慌てて周囲を確認し、他に何点か地面に、木の幹の側面や、上に伸びた枝に絡まるレンガを見つけた。


「この辺の村が埋まってひと月も経ってないと聞いたんだが、ここまで育つものなのか」


感心する男をよそに木々は今もなお育っている。

男は小さく身震いした。


「こうしちゃあ居られないな。親を見つけないと」


一人頷いて男は木を見回る作業を続けた。




「旅人さん。もし、旅人さんよおい」


探索を続ける男が声に振り返ると、農具や厚手の服を重ね着してささやかに武装した村人然とした若者がやって来ていた。


「ああ、アンタは、村の、依頼先の。ああ見張り番さんだったな、アンタ。ダメじゃないか、こっちは危険だぞ」


「言いたい事は分かるが、俺のスキルは斥候向きなんだ。こんな時だ、使わせてくれ」


男が少し眉を顰めた。


「この国はスキルがある手合いだったか」


「何言ってんだ、何処の国もそうだろう」


「ああ、まあ。そうだったな。それで、何しに来たんだい」


テキトーに誤魔化した男に構わず若者は話を続けた。


「親木を見つけたからさ、旅人さんに報せに来たんだ」


「なあるほど。早速見せてくれ」



森の中、一本だけ輪を掛けて太い木があった。

幹をも捻らせて日光を求めている。這う年頃の赤ん坊の様な速度で動く様子はもはや植物とは認識できない。根元は殊更に太く、動きこそすれ移動はしない。

空からも見たならばその木こそが森の山の頂点にある木である事が分かる。

その根を叩きながら若者が言った。


「俺も見れば分かるとしか聞かされてないんだが、コレだよな」


男はしげしげと木を見回しながら言った。


「コレでしょうなあ。樹齢三百年は下らないねえ」


「三ヶ月だよ、旅人さん」


「うん、知ってた」


話しながら男は麻袋から白い紐を取り出し、木の幹にグルリと括り付けて車輪の様な金具を取り付けた。


「旅人さん、そりゃなんだい」


「ボビン」


「は?」


「ああ、と。まあ糸巻きだな。怪我しない為の工夫でさ」


怪訝な顔の若者を放って男は金具を持ち糸に触れぬ様に注意を払い、ピンと張らせた紐を枝で弾いた。

ビンビンと子気味良く音を立てる紐はやがてシュウシュウと音を立て始めて、徐々に止む。

男は音が弱まる都度紐を弾く。


若者にも男にも認識出来ない速度で紐が循環しており、糸に含まれた無数の刃が木を切断していた。

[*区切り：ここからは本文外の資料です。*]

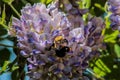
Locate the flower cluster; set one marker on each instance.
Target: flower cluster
(56, 48)
(114, 7)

切り裂き蜘蛛、などと呼ばれるモンスターの吐く糸は簡単なコツの基に力を加えると激しく蠕動する性質があり、糸に含んだ刃が獲物を切り裂く仕組みになっている。

辛うじて目視出来る細い一本で短剣くらいは容易く吊り下げ、人の指くらいは容易に切断出来る頑強な糸。

それを特殊に編み上げた紐は蠕動を循環運動に変換していた。


木から煙の様に細やかな木屑が溢れ、やがて三分の一程を切った時点で無理に捻れた幹が流石に自重を支えきれなくなり、折れた。

男と若者は倒壊の被害に備えたが、何本もの木に寄り掛かってはズルズルと、ゆっくり倒れていった。

バキバキと聞こえる音は少なくとも十数本の木々が巻き添えを食ったと見られる。


森ダンジョンが発生した際に何を置いても優先されるのはダンジョンを生み出した親木の伐採だ。

何処からとも無く現れる親木は他の生きた木々と比較にもならない量の種子をばら撒き繁殖する。

その秘密は高さはもとより根の深さによると言われる。

生きた木は移動の為に親木程の根を持たないが、親木は遥か地下深くに漂うとされる霊脈(又は龍脈、魔力流、星脈など)に届いて無尽蔵に魔力を食らうと考えられている。


男は麻袋から薬品を取り出し、切り株へ丁寧に塗布していく。


「旅人さん、それは?」


「親木を切るのは初めてなんだ。切ればいいとは聞いてるが、根があるとどうも落ち着かなくてねえ。植物の命を断つ薬を塗っておきたい」


塗りながら男は苦笑した。既に切り株から何やら苗の様なものが生え出していたからだ。


「しかし、森の木が上等なもんだってのは本当なんだねえ。見張り番さん、見てごらんよ」


男に促された若者が切り株を見て惚れ惚れと溜息を吐いた。


切り株には年輪が無く、まっさらと言っていい断面があった。